P.S - Dear NPG PR people, feel free to use the tittle in this post when you announce this partnership and put less of an emphasis on speed.  You’re welcome.

Tuesday, March 10, 2015

A Borg moment and the end of Friendfeed

Apparently Facebook finally decided to shutdown Friendfeed after several years of declining usage. I only found out because NeilDeepak  and Cameron wrote posts about this. Although I was a heavy user I ended up moving with the crowd after the Facebook acquisition. For those that never used it but are familiar with Twitter or Facebook it might be hard to understand why some people like myself are so disappointed with it's decline. Friendfeed was simply leaps ahead of anything at the time as a mechanism for sharing information and organizing discussions around these shared items. In fact, although there has been no further development for 5 years it is still much better than Twitter for these things. As Neil mentioned in his post, it is hard to understand why this is the case. Maybe because comments were attached to a shared item and not limited to 140 characters so you could actually have meaningful discussions. Unlike forums the shared items were a feed/river so there was the same impression and emphasis on immediacy as twitter. However, recently commented items would jump up on your feed which would tend to foster discussions. It is possible that it only worked because those that joined were the right people at the right time. Maybe it would not scale with the trolls. We will never know.

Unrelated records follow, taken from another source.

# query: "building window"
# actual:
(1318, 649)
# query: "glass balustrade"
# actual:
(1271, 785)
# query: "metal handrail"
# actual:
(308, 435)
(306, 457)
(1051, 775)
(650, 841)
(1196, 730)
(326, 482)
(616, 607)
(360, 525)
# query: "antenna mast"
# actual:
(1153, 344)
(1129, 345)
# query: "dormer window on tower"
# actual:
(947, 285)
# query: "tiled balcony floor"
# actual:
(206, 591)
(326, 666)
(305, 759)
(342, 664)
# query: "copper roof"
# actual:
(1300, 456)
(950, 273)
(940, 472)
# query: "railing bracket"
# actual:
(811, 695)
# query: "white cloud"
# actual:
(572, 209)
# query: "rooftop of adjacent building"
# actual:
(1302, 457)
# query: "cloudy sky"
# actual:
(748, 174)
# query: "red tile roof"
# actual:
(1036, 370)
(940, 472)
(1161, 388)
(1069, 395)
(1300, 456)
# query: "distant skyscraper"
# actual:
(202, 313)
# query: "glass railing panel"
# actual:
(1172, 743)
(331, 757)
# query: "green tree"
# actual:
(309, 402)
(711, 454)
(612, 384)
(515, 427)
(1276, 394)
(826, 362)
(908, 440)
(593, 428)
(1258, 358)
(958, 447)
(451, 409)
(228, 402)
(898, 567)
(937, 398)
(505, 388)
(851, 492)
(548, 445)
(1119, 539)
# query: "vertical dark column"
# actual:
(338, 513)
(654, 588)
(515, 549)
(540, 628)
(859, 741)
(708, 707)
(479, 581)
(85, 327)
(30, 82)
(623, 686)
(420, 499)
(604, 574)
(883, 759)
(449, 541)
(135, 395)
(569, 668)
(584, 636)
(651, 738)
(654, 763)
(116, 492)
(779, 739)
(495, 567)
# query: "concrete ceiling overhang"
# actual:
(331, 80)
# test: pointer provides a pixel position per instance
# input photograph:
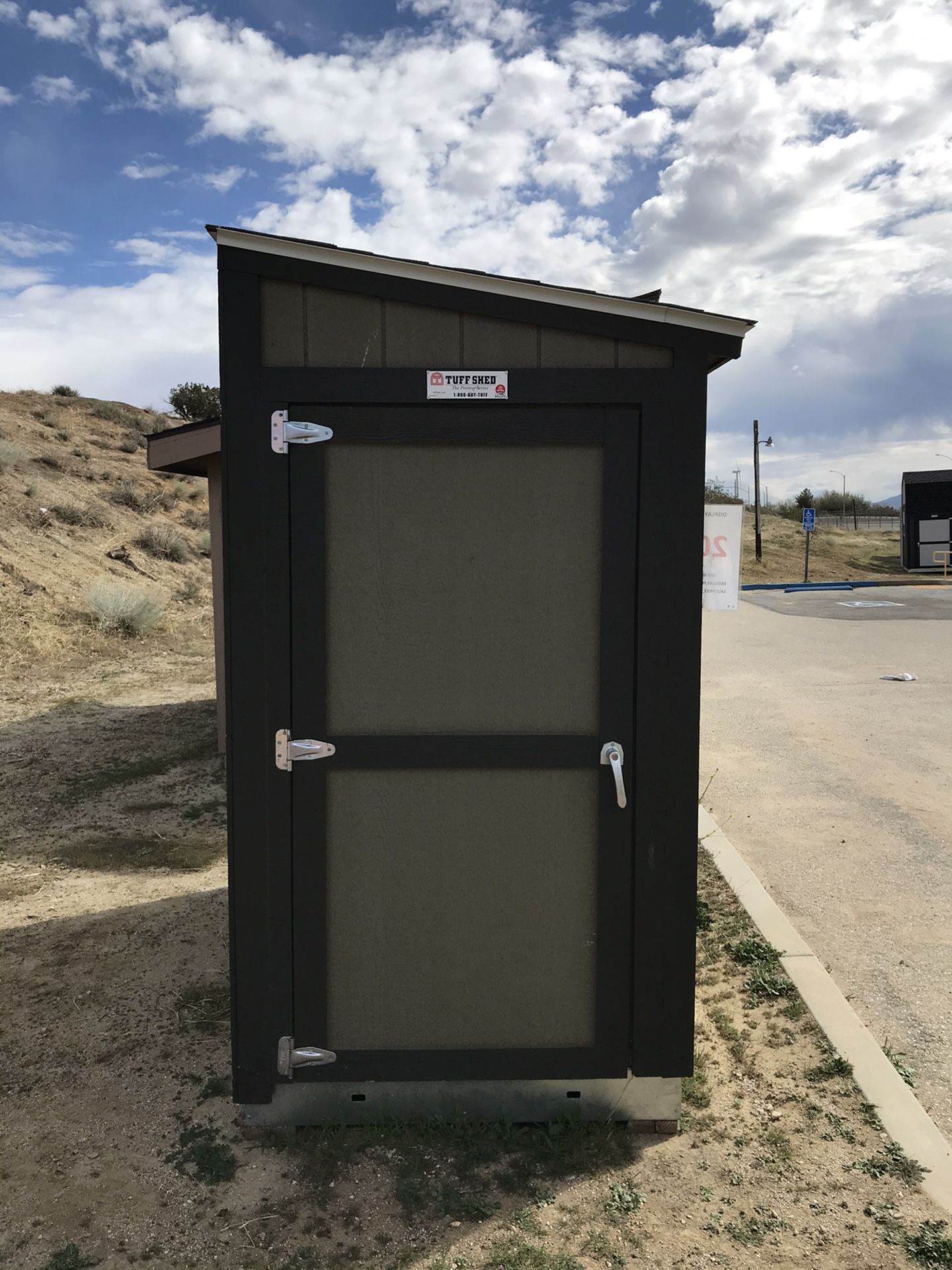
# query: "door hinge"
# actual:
(287, 751)
(285, 432)
(291, 1056)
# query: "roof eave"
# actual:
(619, 306)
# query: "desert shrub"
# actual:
(11, 456)
(190, 591)
(75, 513)
(122, 609)
(165, 542)
(114, 413)
(128, 494)
(194, 402)
(56, 461)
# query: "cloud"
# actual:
(16, 277)
(223, 179)
(30, 240)
(60, 88)
(789, 164)
(63, 27)
(136, 171)
(77, 331)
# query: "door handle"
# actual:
(614, 757)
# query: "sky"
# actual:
(785, 160)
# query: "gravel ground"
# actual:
(836, 788)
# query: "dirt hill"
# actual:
(74, 489)
(836, 556)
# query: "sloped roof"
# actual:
(647, 305)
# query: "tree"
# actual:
(716, 493)
(194, 402)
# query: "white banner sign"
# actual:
(471, 385)
(721, 574)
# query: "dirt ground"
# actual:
(118, 1141)
(836, 556)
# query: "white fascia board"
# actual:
(487, 282)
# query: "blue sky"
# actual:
(777, 159)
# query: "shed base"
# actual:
(643, 1099)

For those that never used it I want to write down the best experience I ever had on Friendfeed. I was attending the ISMB conference in Toronto in 2008. The number of geeks at this conference is understandably high and there were many Friendfeed users attending. At the time Friendfeed had already introduced the notion of a "room" which was a separate public feed that anyone could join. Similar to tracking a hashtag on twitter. A feed for the conference was set up and many people at the conference joined and started participating. In fact, the feed is still available here so you can go have a look for the time being. This was the first time I really had the impression of connecting to a hive-mind. In this back channel tens of people were taking notes and giving comments about the several simultaneous talks. During keynotes you could even see, as the speaker was changing topics, different people would take up the slack of taking notes and commenting according to their own expertise. Unlike twitter these didn't feel like we were drowning  in a sea of uncoordinated messages. You could always focus your attention on just one thread (i.e. a shared item) and its comments at any time. It worked so well that we ended up using the notes to write up a conference report that got published in PLOS Comp Bio.

That community of scientists and other open science advocates moved on to Twitter after the Facebook acquisition. Twitter usage by scientists and in particular by prominent established scientists also really took off at around the same time. Although it serves a similar purpose Twitter really is more of a broadcasting mechanism than a discussion forum. It is a pity that a lesser solution won out. Still, the amount of open scientific discussions that are going on online these days is just phenomenal and a drastic change from my PhD days.